L’acquéreur doit également s’assurer que les créanciers du vendeur n’exerceront pas de droits d’opposition bloquant le paiement du prix de cession. En pareille hypothèse, il doit s’opposer à la distribution du prix de vente au bénéfice du cédant.
5. État des éléments corporels et incorporels
Le fonds de commerce comprend des éléments corporels (matériel, mobilier, marchandises) et incorporels (clientèle, droit au bail, nom commercial).
Les vérifications à effectuer :
- Inventaire du matériel et des marchandises – vérification de leurs complets paiements et de l’existences de sûretés.
- Validité et transmission des droits incorporels.
- Vérification des contrats commerciaux liés à l’activité (recherche d’accord pour les reprendre au nom du cessionnaire).
- Contrôle de l’état des locaux et de leur conformité aux normes (sécurité, accessibilité).
Les points de contrôle essentiels sont :
Éléments incorporels :
- Le bail a t’il dépassé les 9 années ?
- Y a t’il eu non respects des clauses du bail ?
- Le chiffre d’affaire est il toujours stable ?
Éléments corporels :
- Le matériel est il en bon état ?
- Le matériel est il gagé ?
- Y a t’il des stocks suffisants pour pouvoir faire tourner le commerce dès son achat ?
6. Procédures légales et formelles avant la vente
Le code de commerce impose des formalités précises avant et après la signature de l’acte définitif :
- Rédiger un compromis de vente ou une promesse de vente précisant toutes les conditions.
- Préparer l’acte de cession (pouvant être fait par acte authentique, sous seing privé ou par acte d’avocat).
- Effectuer la déclaration préalable en cas de droit de préemption (la mairie peut parfois faire obstacle à la cession de l’entreprise en préemptant le fonds de commerce).
- Vérifier les autorisations administratives nécessaires à l’exploitation.
7. Publications et enregistrements obligatoires
Après la signature de l’acte de vente :
- Déclaration au service des impôts pour le calcul et le paiement des droits d’enregistrement.
- Publication de la cession dans un support d’annonces légales (Journal d’Annonces Légales – JAL) et au BODACC (bulletin officiel des annonces civiles et commerciales). Cela se fait par le greffier du tribunal affecté au service du registre du commerce pour la publication de la vente .
- Respecter les délais légaux : quinze jours pour certaines formalités, un ou deux mois pour d’autres.
Ces étapes permettent notamment aux créanciers du vendeur de faire opposition dans les 10 jours à compter de la publication et, le cas échéant, de bloquer le séquestre du prix jusqu’à règlement.

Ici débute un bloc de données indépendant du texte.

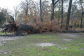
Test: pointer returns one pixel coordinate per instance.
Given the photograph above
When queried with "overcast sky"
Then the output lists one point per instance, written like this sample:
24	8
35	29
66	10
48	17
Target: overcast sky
10	4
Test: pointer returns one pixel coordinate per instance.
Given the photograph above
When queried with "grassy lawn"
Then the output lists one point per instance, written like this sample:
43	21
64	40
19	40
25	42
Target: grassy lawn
65	45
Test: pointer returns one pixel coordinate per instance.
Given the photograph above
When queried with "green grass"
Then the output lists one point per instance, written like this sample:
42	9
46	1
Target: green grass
26	46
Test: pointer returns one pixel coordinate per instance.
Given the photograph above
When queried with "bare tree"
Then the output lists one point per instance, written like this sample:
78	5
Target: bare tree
53	7
68	15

La date de publication de l’annonce légale informant les tiers de l’acquisition fait également courir le délai de solidarité fiscale (à défaut de déclaration faite par le cédant). Attention, le délai de solidarité fiscale dure plusieurs mois et non 10 jours comme pour les autres oppositions.
8. Rôle de l’avocat et sécurisation de l’acte de cession
Un avocat spécialisé en droit commercial joue un rôle clé pour :
- Vérifier chaque élément du fonds.
- Sécuriser la procédure et la conformité de l’acte de cession.
- Assurer la bonne exécution des formalités.
- Protéger les intérêts du vendeur comme de l’acquéreur de l’entreprise.
9. FAQ
1. Qu’est-ce qu’un nantissement de fonds de commerce ?
C’est une garantie donnée à un créancier sur un fonds de commerce. Sa présence peut bloquer la vente tant qu’une mainlevée n’a pas été obtenue.
2. Le bail commercial peut-il empêcher la cession du fonds ?
Oui, s’il comporte une clause limitant la cession du droit au bail ou imposant l’accord du bailleur ou s’il s’est réservé la possibilité de faire une offre d’achat de manière prioritaire (clause de préférence)
3. Quels documents fiscaux vérifier avant la cession ?
Bilans comptables, déclarations fiscales, situation vis-à-vis de la TVA et de l’impôt sur le revenu ou sur les sociétés. N’oubliez pas qu’il y a une solidarité fiscale entre le cessionnaire et le cédant. L’acheteur peut avoir à payer le montant des impositions non acquittées par le vendeur. Il faut donc vérifier qu’il n’y ait pas de créance au bénéfice du SIE avant la distribution des sommes.
Il est également important de connaître les chiffres d’affaires réalisés depuis la date de dernière clôture.
4. Qui s’occupe des formalités après la signature ?
Souvent l’avocat ou le notaire, qui gère la publication de la cession, l’enregistrement, et le suivi auprès de l’administration fiscale.
5. Pourquoi publier la vente au BODACC ?
Pour informer les tiers et permettre aux créanciers du vendeur d’exercer leur droit d’opposition (dans le délai de 10 jours à compter de la publicité pour les créanciers autre que le fisc).
6. Faut il vérifier que le fonds que je souhaite acheter appartient bien à la personne qui souhaite me le vendre ?
La question peut paraître particulière mais oui, il faut vérifier ce point car un cessionnaire de bonne foi peut tenter de céder un fonds alors qu’il n’en a pas le droit ou qui ne lui appartient pas.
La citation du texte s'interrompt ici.